The company is a leading domestic company in the field of aortic and peripheral intervention. In the short term, aortic harvesting has not yet been implemented on a large scale across the country. There is uncertainty about the impact on the company's performance. Considering the company's rich product portfolio and strong ability to withstand collection risks, the decline in collection may be moderate; in the medium to long term, the company closely follows clinical market needs, continues to increase R&D investment, accelerate the improvement of the product line layout, and has a competitive product portfolio in aortic business, peripheral intervention and oncology intervention business, providing effective support for the growth of the company's business performance.
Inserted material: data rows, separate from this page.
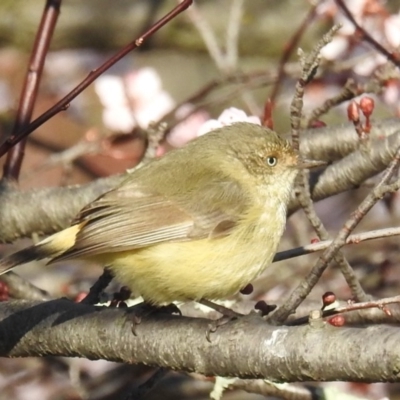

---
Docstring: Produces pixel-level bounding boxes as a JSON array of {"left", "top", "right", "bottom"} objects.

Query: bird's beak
[{"left": 296, "top": 158, "right": 327, "bottom": 169}]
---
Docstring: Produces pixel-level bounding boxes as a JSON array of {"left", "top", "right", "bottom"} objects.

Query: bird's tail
[{"left": 0, "top": 225, "right": 80, "bottom": 275}]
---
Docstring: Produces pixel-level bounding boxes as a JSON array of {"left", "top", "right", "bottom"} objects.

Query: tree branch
[{"left": 0, "top": 299, "right": 400, "bottom": 382}]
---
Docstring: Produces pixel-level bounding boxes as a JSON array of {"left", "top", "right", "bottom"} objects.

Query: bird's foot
[
  {"left": 197, "top": 299, "right": 243, "bottom": 319},
  {"left": 130, "top": 302, "right": 182, "bottom": 336},
  {"left": 198, "top": 299, "right": 243, "bottom": 343}
]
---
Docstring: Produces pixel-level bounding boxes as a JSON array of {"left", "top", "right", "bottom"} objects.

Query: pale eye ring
[{"left": 267, "top": 156, "right": 278, "bottom": 167}]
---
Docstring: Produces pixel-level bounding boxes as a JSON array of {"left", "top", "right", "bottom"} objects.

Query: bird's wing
[{"left": 55, "top": 175, "right": 246, "bottom": 260}]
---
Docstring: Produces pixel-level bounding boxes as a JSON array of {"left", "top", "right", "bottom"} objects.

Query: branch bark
[
  {"left": 0, "top": 299, "right": 400, "bottom": 382},
  {"left": 0, "top": 118, "right": 400, "bottom": 243}
]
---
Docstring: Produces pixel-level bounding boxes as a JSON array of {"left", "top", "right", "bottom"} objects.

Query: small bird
[{"left": 0, "top": 122, "right": 313, "bottom": 306}]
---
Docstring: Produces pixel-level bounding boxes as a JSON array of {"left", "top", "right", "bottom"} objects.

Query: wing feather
[{"left": 56, "top": 170, "right": 245, "bottom": 260}]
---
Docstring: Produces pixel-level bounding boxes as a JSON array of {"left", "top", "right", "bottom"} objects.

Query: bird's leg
[
  {"left": 197, "top": 299, "right": 243, "bottom": 319},
  {"left": 130, "top": 301, "right": 182, "bottom": 336},
  {"left": 197, "top": 299, "right": 243, "bottom": 342}
]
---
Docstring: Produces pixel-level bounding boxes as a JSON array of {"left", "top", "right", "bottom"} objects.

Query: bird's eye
[{"left": 267, "top": 156, "right": 278, "bottom": 167}]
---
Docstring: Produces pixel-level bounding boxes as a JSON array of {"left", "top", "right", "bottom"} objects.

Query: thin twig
[
  {"left": 3, "top": 0, "right": 61, "bottom": 180},
  {"left": 336, "top": 0, "right": 400, "bottom": 68},
  {"left": 225, "top": 0, "right": 244, "bottom": 69},
  {"left": 270, "top": 2, "right": 318, "bottom": 104},
  {"left": 270, "top": 147, "right": 400, "bottom": 323},
  {"left": 0, "top": 0, "right": 193, "bottom": 156},
  {"left": 273, "top": 227, "right": 400, "bottom": 262}
]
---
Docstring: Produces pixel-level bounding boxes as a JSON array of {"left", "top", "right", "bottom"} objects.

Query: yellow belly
[{"left": 96, "top": 220, "right": 279, "bottom": 305}]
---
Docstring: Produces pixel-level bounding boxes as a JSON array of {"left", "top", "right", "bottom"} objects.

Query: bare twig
[
  {"left": 270, "top": 148, "right": 400, "bottom": 323},
  {"left": 274, "top": 227, "right": 400, "bottom": 262},
  {"left": 2, "top": 0, "right": 61, "bottom": 180},
  {"left": 0, "top": 0, "right": 193, "bottom": 156}
]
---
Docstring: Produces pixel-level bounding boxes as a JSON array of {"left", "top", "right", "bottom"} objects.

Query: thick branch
[
  {"left": 0, "top": 119, "right": 400, "bottom": 243},
  {"left": 0, "top": 299, "right": 400, "bottom": 382},
  {"left": 0, "top": 175, "right": 122, "bottom": 243}
]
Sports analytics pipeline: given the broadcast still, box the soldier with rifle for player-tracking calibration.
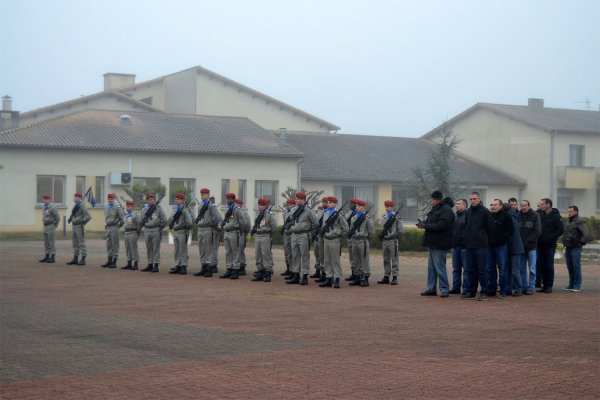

We expect the company's revenue in 2024-2026 to be 1,519, 19.11, and 23.79 billion yuan, up 27.98%, 25.77% and 24.52% year on year, and net profit to mother will be 6.41, 8.17, and 1,029 billion yuan respectively, up 30.14%, 27.47%, and 26.02% year over year, corresponding to PE 23, 18 and 15 times, respectively, maintaining the “buy” rating.

Risk warning

1) The price reduction in concentrated volume procurement exceeds expectations: the company fails to keep up with the development of the industry in the future, continue to carry out technological innovation and product design, and maintain a leading position in the industry; or major changes in relevant national policies and market competition development, the company may face the risk of falling product market prices, which will adversely affect the company's future profitability.

2) Marketing falls short of expectations: The company's failure to improve its ability to manage dealers in a timely manner may damage the company's brand and reputation or decline in regional sales of products, which adversely affects the company's promotion.

3) Progress in the research pipeline falls short of expectations: Due to the large number of pre-registration procedures and long cycles for aortic and peripheral vascular interventional medical device products, the company may risk that newly developed products will not be registered in a timely manner, which in turn will delay the product launch and promotion process and adversely affect the company's business performance.